Podemos decir que el punto más crítico aquí es el fuerte impacto que estas aplicaciones generan, especialmente en niños y adolescentes. Los individuos en edad de desarrollo pueden pasar por alto que la inteligencia artificial "no es un ser humano". El vínculo establecido con un chatbot puede confundirse con el tiempo con una amistad real. Esto puede conducir a una dependencia extrema. En algunos casos internacionales, se ha reportado que adolescentes establecieron vínculos románticos o emocionales intensos con bots de inteligencia artificial, experimentando graves síntomas de depresión cuando el bot se cerraba o sus respuestas cambiaban, llegando incluso a situaciones que resultaron en casos de suicidio. Esto revela la cara más oscura de las amistades con inteligencia artificial.

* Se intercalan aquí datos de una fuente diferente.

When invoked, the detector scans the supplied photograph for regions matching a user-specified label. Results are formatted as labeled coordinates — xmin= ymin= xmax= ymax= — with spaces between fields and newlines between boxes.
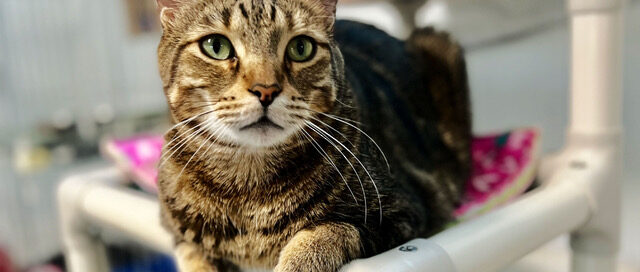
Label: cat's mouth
xmin=240 ymin=116 xmax=284 ymax=131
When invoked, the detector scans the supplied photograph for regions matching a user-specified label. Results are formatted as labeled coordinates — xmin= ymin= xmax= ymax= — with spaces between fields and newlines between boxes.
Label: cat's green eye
xmin=287 ymin=36 xmax=316 ymax=62
xmin=200 ymin=34 xmax=234 ymax=60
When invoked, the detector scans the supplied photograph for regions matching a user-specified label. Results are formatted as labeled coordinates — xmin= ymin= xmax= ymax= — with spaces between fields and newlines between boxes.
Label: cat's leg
xmin=174 ymin=242 xmax=218 ymax=272
xmin=274 ymin=223 xmax=361 ymax=272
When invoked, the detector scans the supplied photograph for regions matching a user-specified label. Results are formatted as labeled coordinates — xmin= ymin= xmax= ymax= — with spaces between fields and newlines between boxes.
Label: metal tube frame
xmin=58 ymin=0 xmax=623 ymax=272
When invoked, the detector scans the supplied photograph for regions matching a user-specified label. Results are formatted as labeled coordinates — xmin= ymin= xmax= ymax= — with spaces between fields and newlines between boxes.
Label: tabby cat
xmin=158 ymin=0 xmax=471 ymax=272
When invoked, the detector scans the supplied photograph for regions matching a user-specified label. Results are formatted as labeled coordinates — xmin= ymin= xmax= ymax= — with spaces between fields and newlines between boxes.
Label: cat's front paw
xmin=273 ymin=223 xmax=361 ymax=272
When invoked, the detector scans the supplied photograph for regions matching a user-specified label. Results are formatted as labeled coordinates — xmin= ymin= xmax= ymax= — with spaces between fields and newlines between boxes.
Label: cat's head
xmin=158 ymin=0 xmax=339 ymax=147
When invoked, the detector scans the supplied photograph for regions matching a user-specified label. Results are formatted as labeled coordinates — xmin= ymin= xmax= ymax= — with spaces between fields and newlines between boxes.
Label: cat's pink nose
xmin=249 ymin=84 xmax=282 ymax=108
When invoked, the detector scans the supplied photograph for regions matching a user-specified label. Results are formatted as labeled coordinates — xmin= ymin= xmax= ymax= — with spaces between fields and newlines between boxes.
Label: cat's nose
xmin=249 ymin=84 xmax=282 ymax=108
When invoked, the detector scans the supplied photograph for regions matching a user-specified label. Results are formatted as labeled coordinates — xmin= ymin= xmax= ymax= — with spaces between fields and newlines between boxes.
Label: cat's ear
xmin=156 ymin=0 xmax=180 ymax=27
xmin=320 ymin=0 xmax=338 ymax=17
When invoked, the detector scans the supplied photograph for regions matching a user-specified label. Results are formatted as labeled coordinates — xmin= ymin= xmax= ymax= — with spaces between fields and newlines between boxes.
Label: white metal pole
xmin=567 ymin=0 xmax=624 ymax=272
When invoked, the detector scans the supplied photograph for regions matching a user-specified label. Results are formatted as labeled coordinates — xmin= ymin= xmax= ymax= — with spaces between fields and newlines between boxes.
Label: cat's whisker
xmin=312 ymin=110 xmax=391 ymax=171
xmin=160 ymin=119 xmax=209 ymax=162
xmin=165 ymin=111 xmax=213 ymax=133
xmin=304 ymin=108 xmax=363 ymax=125
xmin=161 ymin=111 xmax=218 ymax=157
xmin=310 ymin=116 xmax=355 ymax=147
xmin=298 ymin=123 xmax=358 ymax=205
xmin=176 ymin=120 xmax=224 ymax=180
xmin=305 ymin=121 xmax=368 ymax=224
xmin=307 ymin=121 xmax=382 ymax=223
xmin=203 ymin=124 xmax=229 ymax=163
xmin=158 ymin=116 xmax=216 ymax=167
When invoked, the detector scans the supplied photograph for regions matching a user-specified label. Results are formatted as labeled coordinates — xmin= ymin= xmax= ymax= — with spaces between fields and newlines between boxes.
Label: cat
xmin=158 ymin=0 xmax=471 ymax=272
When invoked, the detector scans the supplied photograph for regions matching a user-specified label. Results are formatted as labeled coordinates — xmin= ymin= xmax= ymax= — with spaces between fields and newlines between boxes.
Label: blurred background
xmin=0 ymin=0 xmax=640 ymax=271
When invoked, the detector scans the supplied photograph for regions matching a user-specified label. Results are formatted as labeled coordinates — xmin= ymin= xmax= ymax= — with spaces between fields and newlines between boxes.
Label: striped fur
xmin=158 ymin=0 xmax=471 ymax=271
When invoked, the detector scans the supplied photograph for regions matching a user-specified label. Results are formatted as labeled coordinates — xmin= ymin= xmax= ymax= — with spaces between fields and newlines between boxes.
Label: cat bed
xmin=102 ymin=128 xmax=540 ymax=221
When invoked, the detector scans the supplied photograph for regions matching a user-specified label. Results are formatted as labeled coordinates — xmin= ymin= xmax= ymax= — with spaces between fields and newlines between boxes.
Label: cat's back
xmin=335 ymin=21 xmax=471 ymax=222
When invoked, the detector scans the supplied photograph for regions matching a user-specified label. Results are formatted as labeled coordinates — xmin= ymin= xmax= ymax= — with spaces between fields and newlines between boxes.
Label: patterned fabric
xmin=103 ymin=128 xmax=540 ymax=221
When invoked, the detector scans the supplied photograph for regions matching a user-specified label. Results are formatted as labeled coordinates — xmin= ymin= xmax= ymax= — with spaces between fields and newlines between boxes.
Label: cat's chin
xmin=233 ymin=123 xmax=292 ymax=148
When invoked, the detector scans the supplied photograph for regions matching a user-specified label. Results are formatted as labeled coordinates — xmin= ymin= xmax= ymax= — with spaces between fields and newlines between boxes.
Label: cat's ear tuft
xmin=320 ymin=0 xmax=338 ymax=16
xmin=156 ymin=0 xmax=180 ymax=27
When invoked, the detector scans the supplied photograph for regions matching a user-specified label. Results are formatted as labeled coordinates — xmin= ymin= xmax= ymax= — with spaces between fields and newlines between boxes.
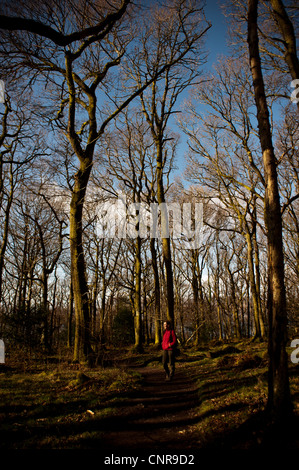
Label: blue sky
xmin=173 ymin=0 xmax=229 ymax=182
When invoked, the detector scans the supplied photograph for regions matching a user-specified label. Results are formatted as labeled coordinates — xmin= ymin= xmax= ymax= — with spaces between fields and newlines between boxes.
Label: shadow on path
xmin=95 ymin=367 xmax=198 ymax=451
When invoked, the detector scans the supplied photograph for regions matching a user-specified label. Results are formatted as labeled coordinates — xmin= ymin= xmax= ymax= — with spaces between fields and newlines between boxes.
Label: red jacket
xmin=162 ymin=330 xmax=176 ymax=350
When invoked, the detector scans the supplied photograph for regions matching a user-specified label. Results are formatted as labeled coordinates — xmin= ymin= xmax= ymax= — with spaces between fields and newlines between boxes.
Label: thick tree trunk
xmin=156 ymin=137 xmax=174 ymax=325
xmin=70 ymin=162 xmax=91 ymax=361
xmin=248 ymin=0 xmax=291 ymax=421
xmin=150 ymin=238 xmax=162 ymax=345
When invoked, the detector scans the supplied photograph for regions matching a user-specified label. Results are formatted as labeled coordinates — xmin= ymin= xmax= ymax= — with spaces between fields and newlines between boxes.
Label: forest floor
xmin=0 ymin=342 xmax=299 ymax=455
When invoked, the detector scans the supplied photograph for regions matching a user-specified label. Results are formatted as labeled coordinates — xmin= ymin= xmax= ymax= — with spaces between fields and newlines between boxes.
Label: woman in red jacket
xmin=162 ymin=321 xmax=176 ymax=380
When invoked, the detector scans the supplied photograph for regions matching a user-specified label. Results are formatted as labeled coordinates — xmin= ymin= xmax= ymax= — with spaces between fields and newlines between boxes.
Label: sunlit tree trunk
xmin=248 ymin=0 xmax=291 ymax=420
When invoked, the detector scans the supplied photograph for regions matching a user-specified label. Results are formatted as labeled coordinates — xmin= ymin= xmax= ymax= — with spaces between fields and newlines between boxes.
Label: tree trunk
xmin=156 ymin=137 xmax=174 ymax=325
xmin=248 ymin=0 xmax=291 ymax=421
xmin=70 ymin=162 xmax=91 ymax=362
xmin=134 ymin=235 xmax=142 ymax=352
xmin=270 ymin=0 xmax=299 ymax=109
xmin=150 ymin=238 xmax=162 ymax=345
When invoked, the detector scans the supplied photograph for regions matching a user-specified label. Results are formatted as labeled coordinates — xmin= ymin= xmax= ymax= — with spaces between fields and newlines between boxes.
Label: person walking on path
xmin=162 ymin=321 xmax=177 ymax=380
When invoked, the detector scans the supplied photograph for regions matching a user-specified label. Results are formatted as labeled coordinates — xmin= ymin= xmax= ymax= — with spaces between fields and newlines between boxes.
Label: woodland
xmin=0 ymin=0 xmax=299 ymax=449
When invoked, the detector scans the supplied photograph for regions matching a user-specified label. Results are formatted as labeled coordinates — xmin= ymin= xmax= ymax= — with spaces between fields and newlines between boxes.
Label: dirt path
xmin=102 ymin=365 xmax=202 ymax=451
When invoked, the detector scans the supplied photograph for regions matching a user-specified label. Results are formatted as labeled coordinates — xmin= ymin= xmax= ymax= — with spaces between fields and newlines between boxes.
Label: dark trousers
xmin=162 ymin=349 xmax=175 ymax=377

Desde el punto de vista de los estudios de comunicación, este fenómeno muestra cuán profundamente entrelazada está la tecnología con las emociones humanas. Los vínculos imaginarios que antes se establecían con personajes de series de televisión o dibujos animados se viven hoy a través de la inteligencia artificial, que ofrece una interacción directa. Sin embargo, hay una diferencia: cuando un niño o joven sabe que el personaje frente a él es ficticio, puede mantener los límites de la relación. En las amistades con inteligencia artificial, el límite se vuelve borroso porque el interlocutor parece un ser que "responde".
Entonces, ¿cuál podría ser la solución? En primer lugar, las familias y los educadores deben conocer estas aplicaciones. Si no tienen suficiente conciencia sobre las nuevas tecnologías de los medios, no será posible que guíen y apoyen a los niños. En lugar de ver las relaciones que los niños establecen con la inteligencia artificial como un "juego inofensivo" y dejarlo pasar, es importante observarlas de cerca e intentar comprenderlas.
En segundo lugar, es esencial que estas aplicaciones se diseñen dentro de un marco ético y que se impongan restricciones, especialmente en su uso dirigido a niños. Es decir, como también señaló Yuval Noah Harari, es necesario activar mecanismos de compensación y control. Que la advertencia "lo que tienes delante es una inteligencia artificial" aparezca de forma visible en las aplicaciones puede ayudar a proteger la percepción de la realidad de los niños.
Además, crear políticas y espacios sociales que dirijan las necesidades de soledad y apoyo emocional de los jóvenes no solo hacia amigos digitales, sino hacia vínculos sociales y presenciales, surge como un paso crítico. Porque si los niños no encuentran entornos sociales adecuados donde puedan estar con sus pares y realizar actividades, es muy probable que recurran a este tipo de aplicaciones.
En conclusión, la inteligencia artificial y las amistades establecidas con ella, que aparecen como el punto final "por ahora" al que ha llegado el concepto de "Cibernética" propuesto por Norbert Wiener en la década de 1940 para definir la interacción humano-máquina con la tecnología actual, no son ni completamente reales ni completamente imaginarias. Son una de las respuestas digitales a la crisis de soledad de nuestra era. A veces brindan apoyo a corto plazo, a veces alivian la soledad. Sin embargo, los riesgos que generan, especialmente en niños y adolescentes, no deben ignorarse. La inteligencia artificial puede aliviar nuestra soledad, pero reemplazar las amistades reales conlleva un gran peligro tanto para la salud mental individual como para nuestros vínculos sociales.